#1329 closed defect (fixed)
HaplotypeCaller is "inventing" new variants
Reported by: | Nicklas Nordborg | Owned by: | Nicklas Nordborg |
---|---|---|---|
Priority: | major | Milestone: | Reggie v4.32.1 |
Component: | net.sf.basedb.reggie | Keywords: | |
Cc: |
Description
The output from HaplotypeCaller sometimes contain results for more variants that we submitted in the reference VCF file. There is probably some logic to it, but we would like to only keep the results for the variants that we asked for. For example, for ESR1 we test two variants that are located next to each other:
chr6:152098787 T›A chr6:152098788 A›C
HaplotypeCaller may also output results for the combined variant:
chr6:152098787 TA›AC
On the protein level this results in 3 different variants: Y539N, Y539T and Y539S so this could very well be important, but it is not what we asked for.

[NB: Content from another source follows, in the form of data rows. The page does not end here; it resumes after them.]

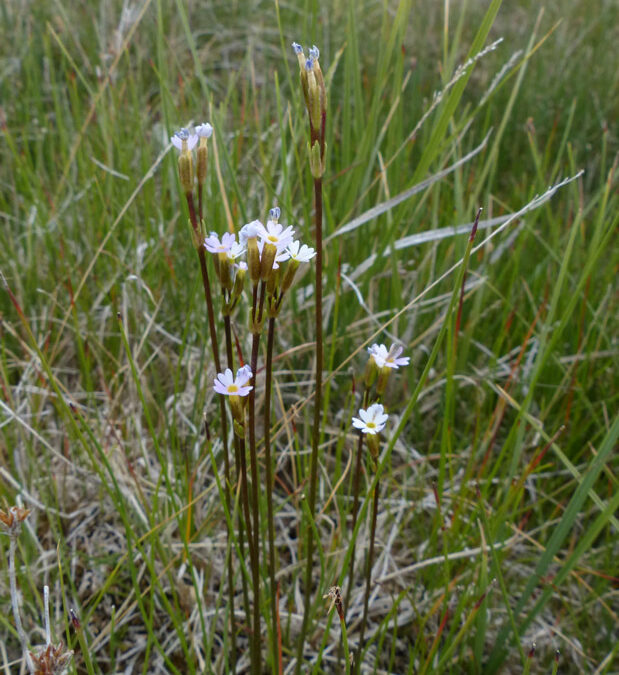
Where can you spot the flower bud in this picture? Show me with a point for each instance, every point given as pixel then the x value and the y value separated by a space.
pixel 291 270
pixel 266 262
pixel 185 171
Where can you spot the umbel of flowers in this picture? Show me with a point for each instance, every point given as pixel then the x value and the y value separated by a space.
pixel 270 256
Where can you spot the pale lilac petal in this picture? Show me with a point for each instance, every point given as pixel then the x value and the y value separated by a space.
pixel 204 130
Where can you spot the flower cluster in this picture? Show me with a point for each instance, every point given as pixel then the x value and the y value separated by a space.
pixel 315 95
pixel 372 420
pixel 267 247
pixel 384 358
pixel 185 140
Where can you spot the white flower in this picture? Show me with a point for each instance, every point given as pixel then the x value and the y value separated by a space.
pixel 204 130
pixel 280 256
pixel 214 245
pixel 303 254
pixel 184 139
pixel 249 231
pixel 388 359
pixel 275 234
pixel 372 420
pixel 227 385
pixel 235 251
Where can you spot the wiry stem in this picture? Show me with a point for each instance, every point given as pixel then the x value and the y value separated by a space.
pixel 222 404
pixel 269 477
pixel 15 605
pixel 317 416
pixel 237 463
pixel 253 459
pixel 368 577
pixel 355 506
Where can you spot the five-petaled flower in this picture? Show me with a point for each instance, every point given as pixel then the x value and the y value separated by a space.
pixel 214 245
pixel 300 253
pixel 275 234
pixel 372 420
pixel 204 130
pixel 228 385
pixel 388 359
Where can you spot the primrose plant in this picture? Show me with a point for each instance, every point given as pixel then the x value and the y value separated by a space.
pixel 255 267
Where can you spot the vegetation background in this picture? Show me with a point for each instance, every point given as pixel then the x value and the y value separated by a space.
pixel 506 469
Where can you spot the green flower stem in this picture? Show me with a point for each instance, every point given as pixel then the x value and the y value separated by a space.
pixel 269 472
pixel 254 628
pixel 317 417
pixel 368 575
pixel 253 459
pixel 222 404
pixel 355 505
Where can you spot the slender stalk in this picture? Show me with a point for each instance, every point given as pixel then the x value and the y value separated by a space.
pixel 317 417
pixel 237 463
pixel 255 655
pixel 368 576
pixel 269 476
pixel 355 505
pixel 253 459
pixel 15 605
pixel 195 223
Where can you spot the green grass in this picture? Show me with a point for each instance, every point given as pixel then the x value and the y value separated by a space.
pixel 498 514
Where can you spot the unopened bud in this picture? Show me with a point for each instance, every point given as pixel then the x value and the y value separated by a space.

Since we are annotating the results with the TYPE annotation from the reference VCF it should be relatively easy to remove entries that have no TYPE annotation from the final result.
I think it should be possible to use
grep "\(^#\|TYPE\=\)"
to filter out the lines without a TYPE annotation. We need to keep all header lines (starting with # and all other lines containing TYPE=.